The Center for the Study of Women in Television and Film
O Centro para o Estudo das Mulheres na Televisão e no Cinema da San Diego State University é referência de estudos sobre mulheres no audiovisual. Os estudos gerados pelo Centro fornecem a base para uma discussão realista e significativa sobre a representação feminina nas telas e nos bastidores da indústria audiovisual norte-americana.
Black Women Film!
Em 2016, o Programa Anual Black Women Film! Leadership foi fundado por Ella Cooper, com apoio do Conselho do Canadá para as Artes e parceiros. Desde então, a Black Women Film tornou-se um coletivo e catalisador dedicado ao desenvolvimento profissional, além de uma rede e uma plataforma para mulheres negras cineastas e da mídia. Assista a este vídeo (em Inglês) sobre seu premiado modelo de acampamento para meninas adolescentes negras aspirantes a cineatas, orientadas e apoiadas por ex-alunos da Black Women Film e profissionais da indústria para criar seus primeiros curtas-metragens.
Array Alliance

Fundada pela cineasta, distribuidora e ativista Ava Duvernay, a Array Alliance amplifica histórias de comunidades sub-representadas, fornecendo oportunidades na industria do cinema e televisão às mulheres negras e outras pessoas de minorias étnicas. Eles acreditam que todas as pessoas e comunidades merecem ver suas experiências refletidas no cinema com autenticidade e para isso desenvolvem diversos programas — incluindo mentoria, educação e doação de bolsas — voltados principalmente para mulheres.
Música

Mulheres na Indústria da Música no Brasil: Obstáculos, Oportunidades e Perspectivas
O DATA SIM realizou ao longo de 2019 a primeira pesquisa brasileira sobre a participação feminina no mercado de trabalho da música: “Mulheres na Indústria da Música no Brasil: Obstáculos, Oportunidades e Perspectivas”. A pesquisa foi lançada em março de 2019 e compatibilizada com a pesquisa “Women In The U.S. Music Industry: Obstacles And Opportunities” do Berklee College of Music e da ONG internacional Women in Music (WIM), que investigou a presença feminina no mercado norte-americano.

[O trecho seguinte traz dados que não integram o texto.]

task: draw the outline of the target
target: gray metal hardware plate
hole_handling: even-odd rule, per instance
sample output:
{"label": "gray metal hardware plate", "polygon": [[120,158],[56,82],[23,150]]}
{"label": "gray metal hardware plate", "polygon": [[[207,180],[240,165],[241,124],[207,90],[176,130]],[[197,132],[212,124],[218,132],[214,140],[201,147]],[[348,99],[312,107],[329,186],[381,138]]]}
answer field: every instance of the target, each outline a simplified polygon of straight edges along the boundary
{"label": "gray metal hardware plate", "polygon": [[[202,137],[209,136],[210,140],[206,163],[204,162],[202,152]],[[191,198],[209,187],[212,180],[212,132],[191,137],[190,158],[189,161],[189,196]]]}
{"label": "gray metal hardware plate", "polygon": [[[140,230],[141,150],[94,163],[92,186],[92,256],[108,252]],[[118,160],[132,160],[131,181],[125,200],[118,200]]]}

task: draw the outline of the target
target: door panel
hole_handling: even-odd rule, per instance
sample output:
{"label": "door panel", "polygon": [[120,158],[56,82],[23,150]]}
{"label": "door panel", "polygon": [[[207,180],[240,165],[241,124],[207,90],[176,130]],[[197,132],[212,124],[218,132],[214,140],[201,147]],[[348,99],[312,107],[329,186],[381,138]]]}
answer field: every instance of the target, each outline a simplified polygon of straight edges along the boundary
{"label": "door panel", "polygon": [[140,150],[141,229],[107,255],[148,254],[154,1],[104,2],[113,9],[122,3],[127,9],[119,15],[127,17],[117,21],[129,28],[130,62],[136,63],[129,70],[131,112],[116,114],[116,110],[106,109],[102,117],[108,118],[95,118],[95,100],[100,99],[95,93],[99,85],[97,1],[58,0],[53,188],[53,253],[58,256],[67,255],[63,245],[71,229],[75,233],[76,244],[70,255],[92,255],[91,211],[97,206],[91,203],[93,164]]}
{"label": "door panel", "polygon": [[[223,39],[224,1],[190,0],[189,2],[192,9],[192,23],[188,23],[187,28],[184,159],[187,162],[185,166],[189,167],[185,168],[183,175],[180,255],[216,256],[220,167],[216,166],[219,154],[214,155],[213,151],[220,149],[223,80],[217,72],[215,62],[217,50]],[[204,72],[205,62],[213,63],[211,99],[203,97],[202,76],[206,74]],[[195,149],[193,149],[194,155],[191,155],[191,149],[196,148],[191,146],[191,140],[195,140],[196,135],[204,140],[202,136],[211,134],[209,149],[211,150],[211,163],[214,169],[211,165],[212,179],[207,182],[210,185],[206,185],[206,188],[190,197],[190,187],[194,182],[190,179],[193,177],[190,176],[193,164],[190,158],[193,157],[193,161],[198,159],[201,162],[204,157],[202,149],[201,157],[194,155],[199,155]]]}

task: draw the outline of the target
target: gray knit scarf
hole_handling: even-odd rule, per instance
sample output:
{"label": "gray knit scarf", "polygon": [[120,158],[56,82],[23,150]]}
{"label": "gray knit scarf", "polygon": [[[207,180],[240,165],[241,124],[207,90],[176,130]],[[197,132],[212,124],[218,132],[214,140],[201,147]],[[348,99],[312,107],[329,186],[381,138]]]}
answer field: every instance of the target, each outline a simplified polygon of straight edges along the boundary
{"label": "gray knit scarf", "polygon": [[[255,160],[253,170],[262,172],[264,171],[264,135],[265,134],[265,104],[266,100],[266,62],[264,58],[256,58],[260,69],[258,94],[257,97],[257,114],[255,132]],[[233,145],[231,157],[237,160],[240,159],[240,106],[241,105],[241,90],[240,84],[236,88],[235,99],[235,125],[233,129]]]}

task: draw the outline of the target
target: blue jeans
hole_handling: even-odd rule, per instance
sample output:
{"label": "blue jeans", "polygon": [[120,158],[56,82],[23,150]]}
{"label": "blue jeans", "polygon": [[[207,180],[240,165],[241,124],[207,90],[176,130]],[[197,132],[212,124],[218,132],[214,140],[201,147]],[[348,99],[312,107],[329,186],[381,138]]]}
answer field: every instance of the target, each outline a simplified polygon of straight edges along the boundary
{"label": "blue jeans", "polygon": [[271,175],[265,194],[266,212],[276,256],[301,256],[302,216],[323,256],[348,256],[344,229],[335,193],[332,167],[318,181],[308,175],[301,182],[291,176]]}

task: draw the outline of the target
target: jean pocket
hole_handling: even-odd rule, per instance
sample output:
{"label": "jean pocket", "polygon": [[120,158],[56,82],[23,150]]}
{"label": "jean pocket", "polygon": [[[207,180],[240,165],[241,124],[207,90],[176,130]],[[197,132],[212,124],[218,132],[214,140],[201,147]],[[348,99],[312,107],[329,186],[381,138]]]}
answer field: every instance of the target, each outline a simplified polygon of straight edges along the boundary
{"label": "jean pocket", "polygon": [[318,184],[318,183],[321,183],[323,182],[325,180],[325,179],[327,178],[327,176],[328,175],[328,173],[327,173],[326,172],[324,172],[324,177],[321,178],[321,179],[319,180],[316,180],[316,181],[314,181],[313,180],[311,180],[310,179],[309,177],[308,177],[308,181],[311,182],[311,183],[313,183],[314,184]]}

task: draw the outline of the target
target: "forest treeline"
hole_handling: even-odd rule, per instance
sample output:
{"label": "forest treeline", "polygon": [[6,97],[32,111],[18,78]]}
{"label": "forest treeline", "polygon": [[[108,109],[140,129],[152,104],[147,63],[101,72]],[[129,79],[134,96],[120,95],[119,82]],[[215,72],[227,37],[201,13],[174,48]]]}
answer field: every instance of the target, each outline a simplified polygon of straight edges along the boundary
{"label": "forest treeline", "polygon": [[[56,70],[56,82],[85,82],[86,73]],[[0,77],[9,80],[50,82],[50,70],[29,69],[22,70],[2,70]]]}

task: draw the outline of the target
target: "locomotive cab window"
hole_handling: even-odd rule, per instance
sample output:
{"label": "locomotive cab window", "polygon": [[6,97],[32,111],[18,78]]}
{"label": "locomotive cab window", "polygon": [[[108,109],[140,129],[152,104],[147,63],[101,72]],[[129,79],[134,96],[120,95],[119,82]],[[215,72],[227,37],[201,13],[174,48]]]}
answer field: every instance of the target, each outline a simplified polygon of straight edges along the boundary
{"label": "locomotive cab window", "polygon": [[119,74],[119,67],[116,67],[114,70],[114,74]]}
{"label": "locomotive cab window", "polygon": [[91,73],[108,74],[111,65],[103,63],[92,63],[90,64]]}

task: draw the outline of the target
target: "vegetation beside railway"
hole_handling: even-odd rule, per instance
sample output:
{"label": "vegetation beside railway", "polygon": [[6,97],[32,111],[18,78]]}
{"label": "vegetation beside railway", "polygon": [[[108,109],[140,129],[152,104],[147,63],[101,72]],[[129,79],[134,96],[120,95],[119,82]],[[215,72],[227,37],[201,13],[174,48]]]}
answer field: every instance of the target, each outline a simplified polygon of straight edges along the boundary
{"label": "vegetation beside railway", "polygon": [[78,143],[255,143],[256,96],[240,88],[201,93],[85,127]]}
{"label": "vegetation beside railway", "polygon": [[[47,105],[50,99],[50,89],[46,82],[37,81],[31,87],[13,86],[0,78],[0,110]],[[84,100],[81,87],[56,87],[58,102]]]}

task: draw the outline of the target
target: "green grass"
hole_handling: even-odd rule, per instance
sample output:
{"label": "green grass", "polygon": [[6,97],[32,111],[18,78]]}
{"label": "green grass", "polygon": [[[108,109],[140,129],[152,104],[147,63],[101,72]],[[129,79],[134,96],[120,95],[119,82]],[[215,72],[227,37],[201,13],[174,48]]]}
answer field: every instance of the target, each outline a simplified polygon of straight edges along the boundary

Mulheres e o meio orquestral
A Alemanha é conhecida como o país das orquestras sinfônicas, um setor marcado pela intensa desigualdade de gênero. Um estudo escrito por Melissa Panlasigui e conduzido pela Música Femina em Munique examinou a lacuna de gênero em 120 orquestras profissionais do país na temporada 2019/2020.
Em cargos de liderança como direção geral, direção musical ou direção artística, as mulheres representavam apenas 8% dos cargos — um número muito abaixo do nível nacional geral de 27% de mulheres em cargos de liderança na Alemanha. Nas séries por assinatura, menos de 2% da programação apresentava obras de compositoras.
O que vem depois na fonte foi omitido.